Your factory floor has 10,000 sensors generating temperature, humidity, and pressure readings every second. That is 600,000 data points per minute flowing into your system. A traditional batch pipeline processes this data on an hourly schedule, meaning an overheating motor or a failing compressor could go undetected for up to 60 minutes. In industrial settings, that delay costs real money and can risk safety.
Real-time IoT data processing eliminates this blind spot. Instead of collecting sensor data into a warehouse and running queries later, a streaming approach processes each reading as it arrives, computing rolling averages, detecting anomalies, and updating dashboards continuously. The challenge has always been that building such a system required stitching together multiple complex frameworks: a message broker for ingestion, a stream processor for transformations, and a serving layer for queries.
This article shows you how to build a complete IoT data processing pipeline using RisingWave, a streaming database that handles ingestion, transformation, and serving in one system. You will learn how to ingest sensor data from MQTT and Kafka, compute time-series aggregations with materialized views, detect anomalies in real time, and power a live dashboard, all using standard SQL.
IoT Data Ingestion: MQTT and Kafka Sources
IoT architectures typically rely on two messaging protocols for getting sensor data into the processing layer. MQTT, the lightweight publish-subscribe protocol, is the standard for constrained devices and low-bandwidth networks. Apache Kafka handles high-throughput scenarios where you need durable, replayable event logs.

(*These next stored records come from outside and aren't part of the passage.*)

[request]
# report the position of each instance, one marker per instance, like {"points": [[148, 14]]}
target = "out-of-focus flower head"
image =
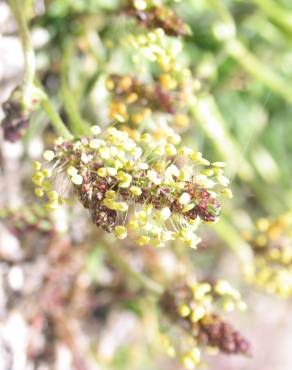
{"points": [[153, 191], [272, 247], [17, 111], [194, 309], [138, 102], [152, 16]]}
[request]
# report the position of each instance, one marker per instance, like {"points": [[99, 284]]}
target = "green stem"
{"points": [[30, 69], [28, 52], [230, 235], [145, 282], [77, 124], [279, 16], [249, 62], [211, 121], [258, 70], [55, 119]]}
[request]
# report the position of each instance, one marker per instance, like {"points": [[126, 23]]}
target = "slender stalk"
{"points": [[77, 124], [258, 70], [55, 119], [30, 69], [211, 121], [248, 61], [278, 15], [144, 281], [230, 235], [28, 52]]}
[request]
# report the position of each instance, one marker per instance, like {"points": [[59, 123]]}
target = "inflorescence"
{"points": [[272, 247], [152, 16], [18, 109], [193, 308], [154, 191]]}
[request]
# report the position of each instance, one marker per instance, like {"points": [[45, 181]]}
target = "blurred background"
{"points": [[63, 303]]}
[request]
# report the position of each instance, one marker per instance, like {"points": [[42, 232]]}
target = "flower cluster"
{"points": [[151, 16], [156, 47], [192, 307], [137, 102], [26, 219], [272, 247], [154, 191], [17, 111]]}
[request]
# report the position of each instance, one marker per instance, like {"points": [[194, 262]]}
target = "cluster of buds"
{"points": [[17, 111], [136, 102], [192, 307], [156, 47], [130, 91], [136, 188], [152, 16], [272, 247], [27, 219]]}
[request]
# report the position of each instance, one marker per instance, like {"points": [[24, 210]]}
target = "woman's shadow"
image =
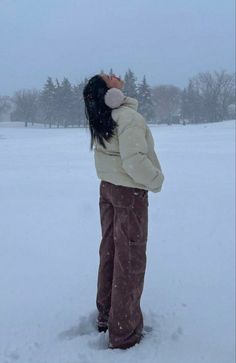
{"points": [[85, 326]]}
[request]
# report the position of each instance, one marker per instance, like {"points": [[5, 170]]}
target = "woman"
{"points": [[128, 168]]}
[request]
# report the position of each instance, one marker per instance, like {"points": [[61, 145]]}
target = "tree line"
{"points": [[208, 97]]}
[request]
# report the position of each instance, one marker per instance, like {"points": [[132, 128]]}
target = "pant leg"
{"points": [[106, 253], [130, 237]]}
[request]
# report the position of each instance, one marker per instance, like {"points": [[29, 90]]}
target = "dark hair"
{"points": [[101, 123]]}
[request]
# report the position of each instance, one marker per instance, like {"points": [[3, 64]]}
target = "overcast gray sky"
{"points": [[168, 41]]}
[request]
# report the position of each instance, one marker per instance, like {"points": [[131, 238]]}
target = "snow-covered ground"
{"points": [[49, 240]]}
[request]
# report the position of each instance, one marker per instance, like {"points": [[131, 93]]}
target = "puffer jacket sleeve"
{"points": [[133, 151]]}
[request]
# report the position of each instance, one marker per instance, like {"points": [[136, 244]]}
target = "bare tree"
{"points": [[26, 106], [217, 93], [5, 105], [167, 102]]}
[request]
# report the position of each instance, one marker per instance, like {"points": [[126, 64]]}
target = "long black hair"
{"points": [[101, 123]]}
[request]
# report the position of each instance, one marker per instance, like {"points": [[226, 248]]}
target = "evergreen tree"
{"points": [[48, 101], [145, 100], [67, 102], [26, 106], [130, 86]]}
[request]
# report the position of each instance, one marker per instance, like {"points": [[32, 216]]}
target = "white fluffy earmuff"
{"points": [[114, 98]]}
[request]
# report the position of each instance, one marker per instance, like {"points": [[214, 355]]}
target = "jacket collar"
{"points": [[130, 102]]}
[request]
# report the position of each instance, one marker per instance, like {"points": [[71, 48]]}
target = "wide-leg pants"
{"points": [[124, 225]]}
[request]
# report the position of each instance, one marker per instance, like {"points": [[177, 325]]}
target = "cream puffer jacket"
{"points": [[129, 158]]}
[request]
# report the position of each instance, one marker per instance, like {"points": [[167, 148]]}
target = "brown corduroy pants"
{"points": [[124, 224]]}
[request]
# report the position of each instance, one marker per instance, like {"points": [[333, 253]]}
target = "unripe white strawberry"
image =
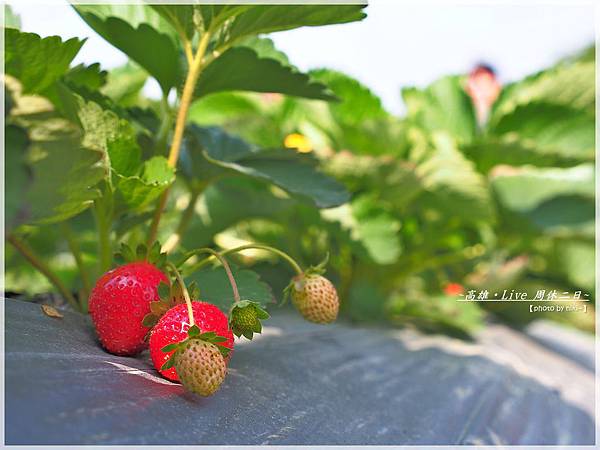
{"points": [[315, 298], [200, 366]]}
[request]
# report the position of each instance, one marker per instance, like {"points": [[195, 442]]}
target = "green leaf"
{"points": [[358, 122], [11, 20], [286, 168], [540, 185], [37, 62], [566, 84], [135, 14], [221, 107], [270, 18], [181, 17], [168, 363], [559, 201], [125, 83], [259, 75], [91, 77], [170, 347], [357, 103], [230, 201], [138, 183], [164, 290], [452, 184], [16, 173], [154, 51], [576, 260], [215, 287], [548, 129], [444, 105], [194, 331], [65, 170], [377, 229], [149, 320], [139, 191]]}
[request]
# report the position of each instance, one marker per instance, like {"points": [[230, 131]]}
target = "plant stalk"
{"points": [[276, 251], [224, 263], [186, 99], [36, 262], [104, 245], [186, 295], [76, 251], [184, 222]]}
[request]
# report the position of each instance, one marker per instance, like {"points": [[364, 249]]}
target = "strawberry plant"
{"points": [[93, 166], [439, 197]]}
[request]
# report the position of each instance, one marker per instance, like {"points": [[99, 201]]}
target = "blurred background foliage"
{"points": [[445, 199]]}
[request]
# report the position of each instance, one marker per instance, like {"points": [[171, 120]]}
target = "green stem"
{"points": [[103, 227], [36, 262], [185, 220], [163, 132], [278, 252], [187, 96], [186, 295], [76, 251], [224, 263]]}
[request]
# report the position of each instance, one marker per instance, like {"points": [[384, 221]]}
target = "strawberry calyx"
{"points": [[142, 252], [297, 283], [245, 318], [194, 333], [170, 295]]}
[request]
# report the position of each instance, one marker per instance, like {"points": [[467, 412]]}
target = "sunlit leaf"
{"points": [[37, 62]]}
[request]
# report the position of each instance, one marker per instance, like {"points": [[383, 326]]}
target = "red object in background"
{"points": [[484, 88], [454, 289]]}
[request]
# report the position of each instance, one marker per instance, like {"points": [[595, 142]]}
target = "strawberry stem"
{"points": [[278, 252], [186, 295], [223, 261], [39, 264], [195, 69]]}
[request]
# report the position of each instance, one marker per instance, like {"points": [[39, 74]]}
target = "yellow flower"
{"points": [[299, 142]]}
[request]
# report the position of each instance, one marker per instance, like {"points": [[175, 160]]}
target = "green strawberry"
{"points": [[199, 361], [245, 317], [200, 367], [315, 298]]}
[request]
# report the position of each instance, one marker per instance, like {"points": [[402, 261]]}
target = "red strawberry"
{"points": [[119, 302], [173, 326]]}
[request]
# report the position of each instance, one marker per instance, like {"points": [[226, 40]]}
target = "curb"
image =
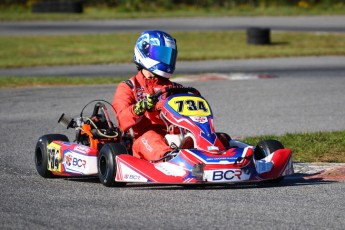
{"points": [[324, 171]]}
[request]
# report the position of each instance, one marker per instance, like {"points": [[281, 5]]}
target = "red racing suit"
{"points": [[148, 129]]}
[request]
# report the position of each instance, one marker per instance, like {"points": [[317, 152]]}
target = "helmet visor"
{"points": [[163, 54]]}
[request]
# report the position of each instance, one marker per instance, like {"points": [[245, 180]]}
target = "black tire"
{"points": [[266, 148], [41, 153], [107, 164]]}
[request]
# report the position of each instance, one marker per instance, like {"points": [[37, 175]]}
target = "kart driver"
{"points": [[155, 54]]}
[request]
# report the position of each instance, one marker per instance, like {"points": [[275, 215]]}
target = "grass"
{"points": [[16, 82], [311, 147], [26, 51], [20, 13]]}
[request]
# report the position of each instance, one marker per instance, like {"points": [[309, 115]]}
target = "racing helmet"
{"points": [[156, 51]]}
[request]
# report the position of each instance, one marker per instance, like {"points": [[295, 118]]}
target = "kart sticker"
{"points": [[170, 169], [54, 158], [225, 175], [190, 106], [79, 163]]}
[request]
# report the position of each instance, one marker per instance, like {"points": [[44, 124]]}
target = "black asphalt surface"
{"points": [[304, 95]]}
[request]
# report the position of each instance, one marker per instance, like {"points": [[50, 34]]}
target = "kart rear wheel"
{"points": [[266, 148], [107, 164], [41, 153]]}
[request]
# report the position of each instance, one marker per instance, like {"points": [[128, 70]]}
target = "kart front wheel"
{"points": [[41, 153], [107, 164], [266, 148]]}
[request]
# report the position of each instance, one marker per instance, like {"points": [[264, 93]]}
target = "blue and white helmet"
{"points": [[156, 51]]}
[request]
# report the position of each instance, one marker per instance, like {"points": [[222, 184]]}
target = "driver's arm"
{"points": [[123, 103]]}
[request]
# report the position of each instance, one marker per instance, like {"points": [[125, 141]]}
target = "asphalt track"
{"points": [[242, 107], [296, 98]]}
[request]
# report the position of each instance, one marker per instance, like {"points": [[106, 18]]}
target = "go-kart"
{"points": [[199, 155]]}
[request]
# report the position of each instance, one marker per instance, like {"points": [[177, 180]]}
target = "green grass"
{"points": [[311, 147], [26, 51], [20, 13], [16, 82]]}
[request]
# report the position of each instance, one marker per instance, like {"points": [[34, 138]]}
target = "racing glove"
{"points": [[145, 105]]}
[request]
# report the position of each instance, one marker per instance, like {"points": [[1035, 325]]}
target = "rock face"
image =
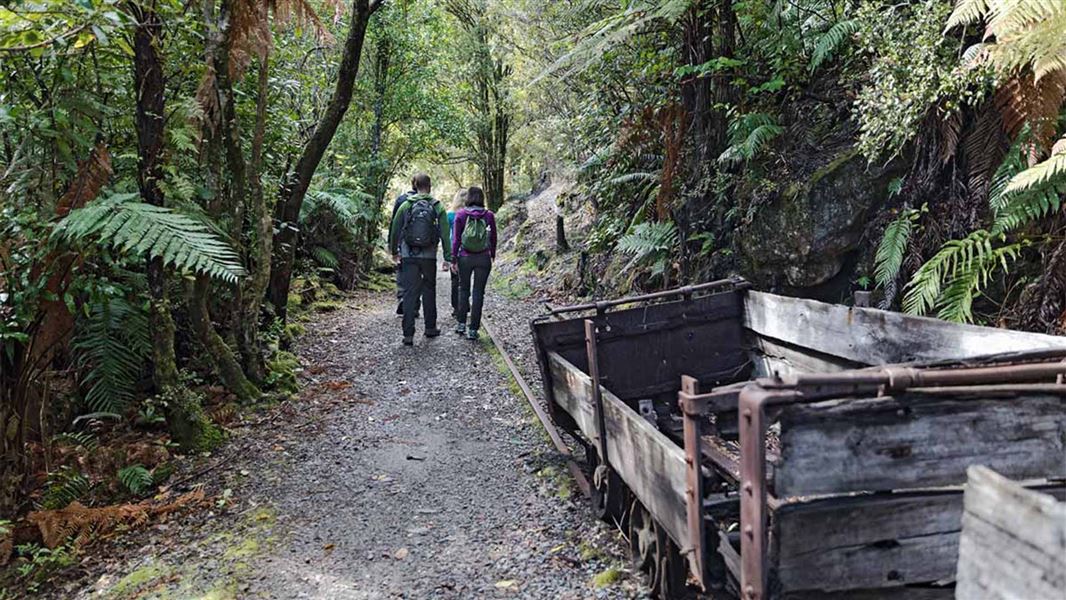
{"points": [[809, 215]]}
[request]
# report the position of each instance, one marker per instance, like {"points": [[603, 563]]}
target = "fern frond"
{"points": [[893, 247], [830, 42], [112, 345], [967, 12], [64, 486], [648, 239], [747, 134], [151, 231], [631, 177], [1038, 174], [324, 257], [136, 479], [956, 302]]}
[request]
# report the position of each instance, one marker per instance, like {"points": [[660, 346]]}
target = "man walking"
{"points": [[396, 206], [419, 225]]}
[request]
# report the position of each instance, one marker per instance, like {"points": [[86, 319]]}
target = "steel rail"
{"points": [[576, 470]]}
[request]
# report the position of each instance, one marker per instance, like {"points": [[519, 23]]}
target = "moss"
{"points": [[281, 372], [140, 581], [189, 424], [607, 578], [326, 306]]}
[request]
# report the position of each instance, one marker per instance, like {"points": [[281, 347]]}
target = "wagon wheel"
{"points": [[608, 492], [673, 569]]}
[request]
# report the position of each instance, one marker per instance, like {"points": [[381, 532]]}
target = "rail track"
{"points": [[549, 426]]}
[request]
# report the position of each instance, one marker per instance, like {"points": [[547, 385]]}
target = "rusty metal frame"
{"points": [[591, 347], [754, 400], [685, 292], [694, 482]]}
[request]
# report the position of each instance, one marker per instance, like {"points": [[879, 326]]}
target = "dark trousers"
{"points": [[455, 293], [473, 276], [418, 277]]}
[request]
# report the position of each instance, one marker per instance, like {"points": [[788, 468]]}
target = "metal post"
{"points": [[693, 416], [753, 498], [597, 396]]}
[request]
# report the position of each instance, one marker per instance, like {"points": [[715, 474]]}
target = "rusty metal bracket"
{"points": [[593, 352], [753, 497], [694, 479]]}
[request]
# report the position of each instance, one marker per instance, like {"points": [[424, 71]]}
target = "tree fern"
{"points": [[324, 257], [136, 479], [893, 246], [143, 229], [830, 42], [747, 134], [352, 209], [111, 345], [972, 275], [64, 486], [1040, 174]]}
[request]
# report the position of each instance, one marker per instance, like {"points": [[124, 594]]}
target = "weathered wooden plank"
{"points": [[867, 541], [876, 337], [773, 357], [917, 440], [649, 463], [1013, 544], [644, 351]]}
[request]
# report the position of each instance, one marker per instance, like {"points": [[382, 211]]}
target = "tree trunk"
{"points": [[187, 423], [229, 369], [295, 183], [258, 260]]}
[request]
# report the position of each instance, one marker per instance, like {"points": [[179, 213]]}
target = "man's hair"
{"points": [[475, 197], [421, 183]]}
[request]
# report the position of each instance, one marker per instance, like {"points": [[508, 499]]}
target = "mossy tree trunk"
{"points": [[295, 183], [187, 422]]}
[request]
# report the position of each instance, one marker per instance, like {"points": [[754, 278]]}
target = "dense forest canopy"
{"points": [[179, 178]]}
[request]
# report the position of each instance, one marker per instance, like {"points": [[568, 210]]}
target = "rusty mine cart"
{"points": [[760, 447]]}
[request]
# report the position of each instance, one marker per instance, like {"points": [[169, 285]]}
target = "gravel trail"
{"points": [[400, 472]]}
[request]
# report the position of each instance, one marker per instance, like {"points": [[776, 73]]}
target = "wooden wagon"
{"points": [[777, 447]]}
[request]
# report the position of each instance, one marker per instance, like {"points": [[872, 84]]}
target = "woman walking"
{"points": [[473, 250], [457, 203]]}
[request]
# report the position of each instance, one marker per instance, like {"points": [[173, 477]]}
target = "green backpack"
{"points": [[475, 233]]}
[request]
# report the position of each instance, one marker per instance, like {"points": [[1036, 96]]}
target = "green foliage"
{"points": [[832, 41], [913, 69], [893, 246], [112, 344], [36, 564], [136, 479], [65, 485], [748, 133], [650, 244], [142, 229]]}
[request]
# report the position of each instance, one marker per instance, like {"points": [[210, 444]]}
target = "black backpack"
{"points": [[421, 228]]}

RisingWave supports both as native source connectors, meaning you define your data pipeline entirely in SQL without writing custom consumer code.
Ingesting from Kafka
Most production IoT deployments route sensor data through Kafka for its durability and scalability guarantees. Here is how to create a RisingWave table that continuously ingests from a Kafka topic:
CREATE TABLE iot_sensor_readings (
device_id VARCHAR,
sensor_type VARCHAR,
reading_value DOUBLE PRECISION,
unit VARCHAR,
location VARCHAR,
reading_ts TIMESTAMPTZ
) WITH (
connector = 'kafka',
topic = 'iot-sensor-data',
properties.bootstrap.server = 'broker:9092',
scan.startup.mode = 'earliest'
) FORMAT PLAIN ENCODE JSON;
This single statement does what would otherwise require a Kafka consumer application, a deserialization layer, and a storage system. RisingWave continuously pulls JSON messages from the iot-sensor-data topic and makes them available for SQL queries and materialized views. The scan.startup.mode = 'earliest' parameter tells RisingWave to read from the beginning of the topic, ensuring no historical data is missed during initial setup.
Ingesting from MQTT
For edge deployments where sensors publish directly to an MQTT broker (such as HiveMQ or EMQX), RisingWave connects natively via its MQTT source connector:
CREATE TABLE mqtt_sensor_readings (
device_id VARCHAR,
sensor_type VARCHAR,
reading_value DOUBLE PRECISION,
unit VARCHAR,
location VARCHAR,
reading_ts TIMESTAMPTZ
) WITH (
connector = 'mqtt',
url = 'tcp://mqtt-broker:1883',
topic = 'sensors/+/readings',
qos = 'at_least_once'
) FORMAT PLAIN ENCODE JSON;
The MQTT wildcard topic sensors/+/readings subscribes to readings from all devices, following the common MQTT topic hierarchy pattern. RisingWave handles the MQTT protocol details, including reconnection logic and QoS guarantees, so you do not need a separate MQTT client library.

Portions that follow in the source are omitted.